The couple's aim was to portray the city's past and future while illustrating ways people can work together to heal the rivers and landscape that were ravaged by heavy industry. Children who live at Community House drew pastel scenes that were collaged into the artwork's foreground.
As you look from left to right, "The mural moves from that kind of a world -- this dark grim city that is, in a sense, destroying the world around it -- to a city in which people gradually start to work together," Mr. Cooper said.
Blast furnaces and the vast arch of a bridge are juxtaposed with vibrantly colored fabric panels. On the right side of the mural, people beautify a vacant lot by planting a garden; a larger group plants a community garden in their neighborhood.
When the couple began work last June, Mr. Cooper said, "We really didn't know, technically, how we would do it. We had a rough diagram that was constantly being modified on the fly as we went. It was a kind of cartoon diagram of how the two pieces would more or less fit."
Mr. Cooper brought home photographs from his studio and the duo considered how compatible the fabric would be with the drawings. Each of the large cloth panels has up to 100 pieces of hand cut pieces of fabric.
"That's why they took a long time to sew together," Ms. Danes said, adding that she often made changes.
"This is very much the way I like to work, exploring relationships among the colors and shapes. I had to keep in mind where I had been. I couldn't keep it all up in front of me in my studio."
The duo often batted ideas back and forth. While he labored in his South Side studio, Ms. Danes worked at the couple's Friendship home, devising a technique to carefully wrap fiber around multidensity fiber board so that it would blend seamlessly into the mural.
Mr. Cooper loved the idea of adding color and abstraction to his work, which, for years, "has really been very literal -- steel mills, roads, cars and trucks."
Like jazz musicians riffing on a musical motif, the couple picked up on each other's visual cues.
"A good example of a theme that originated in my work is the smoke that you see up there. Then Stefani picked it up with ribbons of smoke," he said.
Ms. Danes turned a nine-square, one of the oldest, most traditional quilt patterns, into a street map of East Liberty. "To reinterpret that as a map, I think as an architect."
The artwork contains Mr. Cooper's suggestions for ways to recycle industrial buildings. In Pittsburgh, "we threw away all our heritage of our tremendous factories without using them," he said.
So, an old blast furnace becomes a huge dance venue with people doing the tango; a concrete plant that still operates across from his South Side studio becomes a restaurant.

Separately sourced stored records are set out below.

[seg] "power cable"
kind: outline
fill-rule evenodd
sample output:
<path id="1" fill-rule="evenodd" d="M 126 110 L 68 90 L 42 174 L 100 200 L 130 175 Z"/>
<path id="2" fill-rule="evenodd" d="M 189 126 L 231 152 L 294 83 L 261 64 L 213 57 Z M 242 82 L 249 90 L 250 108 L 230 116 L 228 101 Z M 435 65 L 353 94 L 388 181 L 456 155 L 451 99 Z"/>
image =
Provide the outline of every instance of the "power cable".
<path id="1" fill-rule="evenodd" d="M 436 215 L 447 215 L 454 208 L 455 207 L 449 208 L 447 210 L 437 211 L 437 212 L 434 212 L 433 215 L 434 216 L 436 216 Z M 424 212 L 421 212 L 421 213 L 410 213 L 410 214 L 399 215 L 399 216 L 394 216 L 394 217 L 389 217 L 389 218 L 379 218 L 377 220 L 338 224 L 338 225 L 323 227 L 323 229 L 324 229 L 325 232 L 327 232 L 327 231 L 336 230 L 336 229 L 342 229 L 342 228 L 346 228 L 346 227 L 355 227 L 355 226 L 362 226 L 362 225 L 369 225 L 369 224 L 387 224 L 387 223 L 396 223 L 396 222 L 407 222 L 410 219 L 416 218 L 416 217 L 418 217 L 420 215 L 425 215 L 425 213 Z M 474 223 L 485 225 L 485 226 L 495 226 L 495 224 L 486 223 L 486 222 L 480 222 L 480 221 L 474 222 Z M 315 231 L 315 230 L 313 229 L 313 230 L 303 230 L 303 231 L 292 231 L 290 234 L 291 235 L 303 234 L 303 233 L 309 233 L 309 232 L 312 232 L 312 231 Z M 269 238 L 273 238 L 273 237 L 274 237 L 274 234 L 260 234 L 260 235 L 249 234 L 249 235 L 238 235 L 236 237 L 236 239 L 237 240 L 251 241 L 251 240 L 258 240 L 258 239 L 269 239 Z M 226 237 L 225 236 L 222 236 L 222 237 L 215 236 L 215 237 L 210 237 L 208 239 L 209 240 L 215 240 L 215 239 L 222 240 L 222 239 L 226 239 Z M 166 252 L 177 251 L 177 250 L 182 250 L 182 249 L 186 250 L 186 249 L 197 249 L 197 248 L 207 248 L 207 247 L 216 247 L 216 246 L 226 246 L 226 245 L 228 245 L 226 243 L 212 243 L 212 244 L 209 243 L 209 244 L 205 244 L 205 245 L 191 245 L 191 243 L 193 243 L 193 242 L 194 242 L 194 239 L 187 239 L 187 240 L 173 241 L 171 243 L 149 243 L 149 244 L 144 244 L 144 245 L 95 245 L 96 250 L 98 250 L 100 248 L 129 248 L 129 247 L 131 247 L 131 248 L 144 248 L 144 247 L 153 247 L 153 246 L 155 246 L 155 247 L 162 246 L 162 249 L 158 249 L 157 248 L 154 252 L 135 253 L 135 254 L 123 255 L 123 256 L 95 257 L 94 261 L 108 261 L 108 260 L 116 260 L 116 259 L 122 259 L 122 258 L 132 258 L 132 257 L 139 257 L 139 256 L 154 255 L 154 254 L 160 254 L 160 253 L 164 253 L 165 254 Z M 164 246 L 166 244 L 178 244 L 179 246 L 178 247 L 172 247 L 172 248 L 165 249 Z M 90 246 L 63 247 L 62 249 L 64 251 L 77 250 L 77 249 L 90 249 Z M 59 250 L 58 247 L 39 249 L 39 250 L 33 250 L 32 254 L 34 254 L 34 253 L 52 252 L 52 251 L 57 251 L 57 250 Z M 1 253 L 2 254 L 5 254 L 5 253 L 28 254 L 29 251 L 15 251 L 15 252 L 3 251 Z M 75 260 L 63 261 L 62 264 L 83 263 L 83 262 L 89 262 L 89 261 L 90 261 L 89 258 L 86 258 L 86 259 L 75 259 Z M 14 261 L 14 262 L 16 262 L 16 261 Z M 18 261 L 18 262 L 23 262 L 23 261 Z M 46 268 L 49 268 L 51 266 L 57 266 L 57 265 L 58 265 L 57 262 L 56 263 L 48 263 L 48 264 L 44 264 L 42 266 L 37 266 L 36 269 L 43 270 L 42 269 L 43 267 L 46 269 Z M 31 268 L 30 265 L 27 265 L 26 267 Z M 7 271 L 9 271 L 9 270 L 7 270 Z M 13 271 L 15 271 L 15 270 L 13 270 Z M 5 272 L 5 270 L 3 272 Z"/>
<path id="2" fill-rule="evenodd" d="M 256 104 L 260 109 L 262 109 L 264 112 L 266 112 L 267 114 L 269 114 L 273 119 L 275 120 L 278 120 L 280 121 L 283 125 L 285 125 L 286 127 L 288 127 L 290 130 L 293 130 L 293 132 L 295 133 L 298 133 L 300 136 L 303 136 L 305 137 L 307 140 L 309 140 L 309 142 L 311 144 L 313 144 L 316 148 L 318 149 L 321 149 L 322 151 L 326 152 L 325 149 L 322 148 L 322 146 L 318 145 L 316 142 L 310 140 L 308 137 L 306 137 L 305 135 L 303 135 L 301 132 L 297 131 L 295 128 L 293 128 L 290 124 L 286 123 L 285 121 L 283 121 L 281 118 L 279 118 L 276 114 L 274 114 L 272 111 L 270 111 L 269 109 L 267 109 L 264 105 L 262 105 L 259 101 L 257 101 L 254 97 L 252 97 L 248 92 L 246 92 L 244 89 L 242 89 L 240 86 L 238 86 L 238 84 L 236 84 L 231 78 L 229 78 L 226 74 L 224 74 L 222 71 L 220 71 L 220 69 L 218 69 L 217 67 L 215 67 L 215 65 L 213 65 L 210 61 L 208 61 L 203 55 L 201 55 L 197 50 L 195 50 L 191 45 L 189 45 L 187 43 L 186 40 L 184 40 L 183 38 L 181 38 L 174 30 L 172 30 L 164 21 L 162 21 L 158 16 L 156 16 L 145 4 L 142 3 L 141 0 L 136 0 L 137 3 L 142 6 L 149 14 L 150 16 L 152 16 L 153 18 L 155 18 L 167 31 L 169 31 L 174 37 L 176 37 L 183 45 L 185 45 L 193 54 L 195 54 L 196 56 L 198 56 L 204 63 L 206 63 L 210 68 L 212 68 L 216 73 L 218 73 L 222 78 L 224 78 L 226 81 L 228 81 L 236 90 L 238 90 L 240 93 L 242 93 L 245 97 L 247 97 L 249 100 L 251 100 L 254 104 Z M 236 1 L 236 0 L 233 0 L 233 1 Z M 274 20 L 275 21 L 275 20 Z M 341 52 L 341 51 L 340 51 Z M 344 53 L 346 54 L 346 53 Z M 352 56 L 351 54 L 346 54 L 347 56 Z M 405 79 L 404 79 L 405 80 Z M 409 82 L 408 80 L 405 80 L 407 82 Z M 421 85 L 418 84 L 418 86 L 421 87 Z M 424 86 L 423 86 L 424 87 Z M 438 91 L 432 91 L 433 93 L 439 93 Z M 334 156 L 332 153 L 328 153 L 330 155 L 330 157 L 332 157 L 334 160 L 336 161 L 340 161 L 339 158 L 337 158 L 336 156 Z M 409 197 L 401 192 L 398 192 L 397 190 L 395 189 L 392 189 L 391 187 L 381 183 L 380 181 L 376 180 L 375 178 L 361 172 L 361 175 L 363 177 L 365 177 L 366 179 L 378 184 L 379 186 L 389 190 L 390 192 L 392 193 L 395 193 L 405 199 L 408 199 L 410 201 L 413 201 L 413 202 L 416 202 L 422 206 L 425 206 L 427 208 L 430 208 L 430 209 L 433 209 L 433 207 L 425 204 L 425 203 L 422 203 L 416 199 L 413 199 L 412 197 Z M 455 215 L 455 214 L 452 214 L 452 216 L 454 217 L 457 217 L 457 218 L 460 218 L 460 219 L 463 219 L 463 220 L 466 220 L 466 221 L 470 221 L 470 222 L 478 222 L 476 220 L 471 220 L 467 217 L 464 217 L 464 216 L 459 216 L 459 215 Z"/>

Children who participated in the summer day camp at Community House drew pastel scenes, and their work was collaged into a frieze in the mural's foreground. While working with the children, Mr. Cooper showed them a series of images to inspire them "to think of trying to represent a world that they envisioned becoming better. They worked as individuals. They had no idea of how it would go together."
The cost of the mural was funded by the Fine Foundation, Phil Hallen and his wife, Katheryn Linduff, and contributions from the capital campaign. Mr. Hallen is president emeritus of the Falk Foundation, and he chaired the capital campaign for Community House.
The artists will be honored tonight at a by invitation only reception from 5:30 to 7:30 p.m.
Community House is at 6140 Penn Circle North, East Liberty (15206).